Are deep, I mean. Some are
so deep that I am almost not able to write on those spots anymore.
Because
it will tear my paper, is why.
Sort-of
numbers are where you can tell that a number is what was once there but now is
mainly gone because the wood has softened enough around it to leave it only
sort of looking like its original self.
Like maybe only the right side of a nine is still showing, so it’s a
curved line with the almost definition of its hump shooting out to the
left. Or the same thing with a
six, only all reversed.
Or
maybe what might have been a three or an eight. Or an eight turned on its side to create part of an infinity
sign. And something that looks
like Pi.
The
symbol, not the number.
Because
the number would take a long time to carve on a table. Especially the binary version. 11.00100100001111110110 and so on, kind
of ad infinitum.
Can
you imagine trying to carve all of those digits on a table with a pencil? Or trying to carve the set of Borromean
rings that someone was trying to whittle into the wood? It looks like they tired of it and gave
up.
Whittling,
I mean. I do not know if they gave up gave up. As in, the final give up.
But
Brunnian links. Unknots.
I
hope they eventually did not give up
give up. Anyone with the knowledge
of how to whittle Borromean rings, well, just the knowledge of how to whittle,
never mind the Borromean rings, should never give up.
I
was going to say whittle unknots should
never give up because the difficulty factor of making the crosses of the
links look right, like making sure the left is under the right and then the
right is under the left, or at least like being able to whittle the illusion
that the left is under the right and then the right is under the left, would
have to be unbelievably difficult.
So
difficult that I cannot begin to imagine.
I
was going to say. Well, say.
Even
attempting to carve the links of a Borremean ring, I mean. On a table, with a pencil.
I
do not know why the carver of the unknots would not have had paper. It would be, I would think, so much
easier to draw an unknot than to carve one. Or so I would think.
But then, there is the depth problem.
How
to render depth in two dimensions.
Because a paper drawing is going to be, no matter how hard you try, two
dimensions deep.

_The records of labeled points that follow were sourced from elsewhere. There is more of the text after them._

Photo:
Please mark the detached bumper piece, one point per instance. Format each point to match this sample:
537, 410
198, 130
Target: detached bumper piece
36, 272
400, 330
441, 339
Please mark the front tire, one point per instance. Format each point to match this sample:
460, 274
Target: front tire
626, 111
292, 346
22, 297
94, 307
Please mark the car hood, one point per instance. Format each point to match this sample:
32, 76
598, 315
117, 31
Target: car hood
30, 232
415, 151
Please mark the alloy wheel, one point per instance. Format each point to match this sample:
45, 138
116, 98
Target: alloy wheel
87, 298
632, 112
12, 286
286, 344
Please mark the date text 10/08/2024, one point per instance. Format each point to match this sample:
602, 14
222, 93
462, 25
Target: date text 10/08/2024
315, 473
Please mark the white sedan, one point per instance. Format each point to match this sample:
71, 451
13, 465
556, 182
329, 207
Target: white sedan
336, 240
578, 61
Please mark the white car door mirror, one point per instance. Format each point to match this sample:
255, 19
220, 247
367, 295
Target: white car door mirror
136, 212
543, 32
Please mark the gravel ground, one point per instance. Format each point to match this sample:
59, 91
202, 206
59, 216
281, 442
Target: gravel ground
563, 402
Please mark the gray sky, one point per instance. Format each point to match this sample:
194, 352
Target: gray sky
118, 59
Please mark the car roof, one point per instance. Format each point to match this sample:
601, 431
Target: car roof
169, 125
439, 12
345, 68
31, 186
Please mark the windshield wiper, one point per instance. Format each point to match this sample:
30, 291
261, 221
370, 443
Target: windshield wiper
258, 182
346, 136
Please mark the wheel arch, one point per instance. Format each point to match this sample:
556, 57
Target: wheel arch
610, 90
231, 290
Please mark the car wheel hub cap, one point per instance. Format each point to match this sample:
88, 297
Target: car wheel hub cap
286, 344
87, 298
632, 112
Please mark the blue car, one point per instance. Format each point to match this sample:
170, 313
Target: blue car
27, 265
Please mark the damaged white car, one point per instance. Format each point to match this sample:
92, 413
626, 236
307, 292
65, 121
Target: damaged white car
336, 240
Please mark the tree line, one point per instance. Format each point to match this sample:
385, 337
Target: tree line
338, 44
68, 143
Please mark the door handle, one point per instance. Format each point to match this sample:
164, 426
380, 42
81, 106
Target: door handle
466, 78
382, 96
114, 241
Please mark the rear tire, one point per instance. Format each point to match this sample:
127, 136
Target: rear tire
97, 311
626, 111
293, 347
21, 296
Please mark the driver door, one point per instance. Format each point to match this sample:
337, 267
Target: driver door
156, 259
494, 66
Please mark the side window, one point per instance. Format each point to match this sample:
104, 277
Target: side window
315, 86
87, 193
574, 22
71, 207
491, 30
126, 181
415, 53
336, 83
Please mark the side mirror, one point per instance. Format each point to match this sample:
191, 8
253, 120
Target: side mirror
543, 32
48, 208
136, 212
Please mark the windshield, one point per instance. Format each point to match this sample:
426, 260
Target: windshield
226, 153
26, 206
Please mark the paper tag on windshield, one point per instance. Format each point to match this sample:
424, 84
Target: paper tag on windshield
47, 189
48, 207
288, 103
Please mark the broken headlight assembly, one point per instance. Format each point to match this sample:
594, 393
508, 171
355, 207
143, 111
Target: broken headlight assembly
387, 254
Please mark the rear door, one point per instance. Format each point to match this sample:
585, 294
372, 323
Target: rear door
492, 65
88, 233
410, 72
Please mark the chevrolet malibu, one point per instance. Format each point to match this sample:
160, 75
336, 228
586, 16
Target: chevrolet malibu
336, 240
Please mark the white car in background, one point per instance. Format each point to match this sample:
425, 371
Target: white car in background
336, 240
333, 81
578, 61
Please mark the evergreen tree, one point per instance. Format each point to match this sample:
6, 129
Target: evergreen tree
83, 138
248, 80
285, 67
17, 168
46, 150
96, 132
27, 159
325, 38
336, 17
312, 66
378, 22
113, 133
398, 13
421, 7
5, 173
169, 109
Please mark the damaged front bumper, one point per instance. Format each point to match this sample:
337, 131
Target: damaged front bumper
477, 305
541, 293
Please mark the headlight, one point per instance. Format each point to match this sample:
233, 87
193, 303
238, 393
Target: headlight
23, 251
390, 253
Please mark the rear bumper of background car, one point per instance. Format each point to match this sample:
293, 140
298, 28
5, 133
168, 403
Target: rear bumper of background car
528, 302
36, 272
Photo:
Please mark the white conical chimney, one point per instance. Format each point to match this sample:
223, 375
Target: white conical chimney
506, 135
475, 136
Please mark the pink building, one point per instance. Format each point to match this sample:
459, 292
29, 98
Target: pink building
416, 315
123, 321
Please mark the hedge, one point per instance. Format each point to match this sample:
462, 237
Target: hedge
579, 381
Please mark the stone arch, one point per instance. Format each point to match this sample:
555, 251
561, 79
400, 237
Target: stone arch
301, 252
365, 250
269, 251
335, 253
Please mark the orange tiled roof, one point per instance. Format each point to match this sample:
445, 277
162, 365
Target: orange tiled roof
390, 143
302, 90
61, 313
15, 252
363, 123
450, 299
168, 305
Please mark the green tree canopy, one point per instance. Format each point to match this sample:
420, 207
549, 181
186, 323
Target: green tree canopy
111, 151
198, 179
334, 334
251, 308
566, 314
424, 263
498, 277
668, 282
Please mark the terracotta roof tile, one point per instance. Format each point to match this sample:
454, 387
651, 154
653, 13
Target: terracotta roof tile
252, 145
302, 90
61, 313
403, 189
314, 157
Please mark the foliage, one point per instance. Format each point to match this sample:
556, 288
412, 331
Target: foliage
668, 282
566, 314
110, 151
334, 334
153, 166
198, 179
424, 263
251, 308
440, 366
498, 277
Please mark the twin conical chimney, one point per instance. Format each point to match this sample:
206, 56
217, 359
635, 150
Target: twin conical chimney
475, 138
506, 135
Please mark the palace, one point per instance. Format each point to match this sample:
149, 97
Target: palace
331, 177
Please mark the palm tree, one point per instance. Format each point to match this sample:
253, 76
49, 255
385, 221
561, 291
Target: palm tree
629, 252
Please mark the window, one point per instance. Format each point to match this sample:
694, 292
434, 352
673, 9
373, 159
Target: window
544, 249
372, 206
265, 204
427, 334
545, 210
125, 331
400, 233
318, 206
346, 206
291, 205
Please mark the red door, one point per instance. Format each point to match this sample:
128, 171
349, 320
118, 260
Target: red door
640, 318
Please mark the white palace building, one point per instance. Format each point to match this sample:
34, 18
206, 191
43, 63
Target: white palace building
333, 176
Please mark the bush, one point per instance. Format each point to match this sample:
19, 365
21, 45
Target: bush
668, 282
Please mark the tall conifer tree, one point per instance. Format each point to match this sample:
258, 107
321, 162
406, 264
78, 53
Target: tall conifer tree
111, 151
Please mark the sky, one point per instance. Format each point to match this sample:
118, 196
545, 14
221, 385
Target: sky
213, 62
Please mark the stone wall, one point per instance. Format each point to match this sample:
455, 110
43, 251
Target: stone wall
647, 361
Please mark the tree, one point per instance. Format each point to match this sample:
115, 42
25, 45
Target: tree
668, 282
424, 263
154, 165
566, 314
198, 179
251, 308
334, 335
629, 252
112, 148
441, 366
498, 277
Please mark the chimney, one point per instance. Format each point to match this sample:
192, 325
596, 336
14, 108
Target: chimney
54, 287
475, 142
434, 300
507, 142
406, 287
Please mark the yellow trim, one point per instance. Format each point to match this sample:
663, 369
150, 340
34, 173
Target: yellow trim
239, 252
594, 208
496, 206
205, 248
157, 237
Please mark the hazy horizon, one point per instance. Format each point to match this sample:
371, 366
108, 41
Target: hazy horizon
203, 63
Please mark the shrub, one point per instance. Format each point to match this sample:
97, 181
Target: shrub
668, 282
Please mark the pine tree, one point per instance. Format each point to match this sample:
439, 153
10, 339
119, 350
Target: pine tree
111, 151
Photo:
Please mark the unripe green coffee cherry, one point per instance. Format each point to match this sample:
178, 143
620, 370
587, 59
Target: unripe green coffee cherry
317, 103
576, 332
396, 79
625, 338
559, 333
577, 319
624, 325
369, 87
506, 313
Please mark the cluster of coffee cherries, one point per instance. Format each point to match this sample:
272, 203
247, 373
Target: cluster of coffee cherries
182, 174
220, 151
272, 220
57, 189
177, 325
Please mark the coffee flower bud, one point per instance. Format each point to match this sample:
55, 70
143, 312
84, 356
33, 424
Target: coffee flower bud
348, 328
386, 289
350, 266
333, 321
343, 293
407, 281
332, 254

At most,
two. Mainly, one. Unless the drawer is very skilled, and
then, maybe, two.
So
but not the three you really need to capture the depth required to fully
portray a Brunnian link. Which is
sort of like an infinity symbol gone awry. Or like the story of the Worm Ourobouros that the Great Man
used to tell me.
A
serpent that eats its own tail.
So
much energy spent on the irrational.
No
point in asking the question: the
answer is going to be Wu.
True
ink ate, I thought once. Just like
the worm was once thought to be a sigil.
Or is still. Thought to be
a sigil, I mean.
Which
I know is not just like my once thinking that truncate had three syllables
instead of two. Knowing that I
know that, I cannot rightly say why I said that. Rightly instead of
frankly, in this instance. Exactly
would have served the same purpose, I am aware.
I
cannot exactly say why I said that.
Which
is not, after all, the same thing as rightly.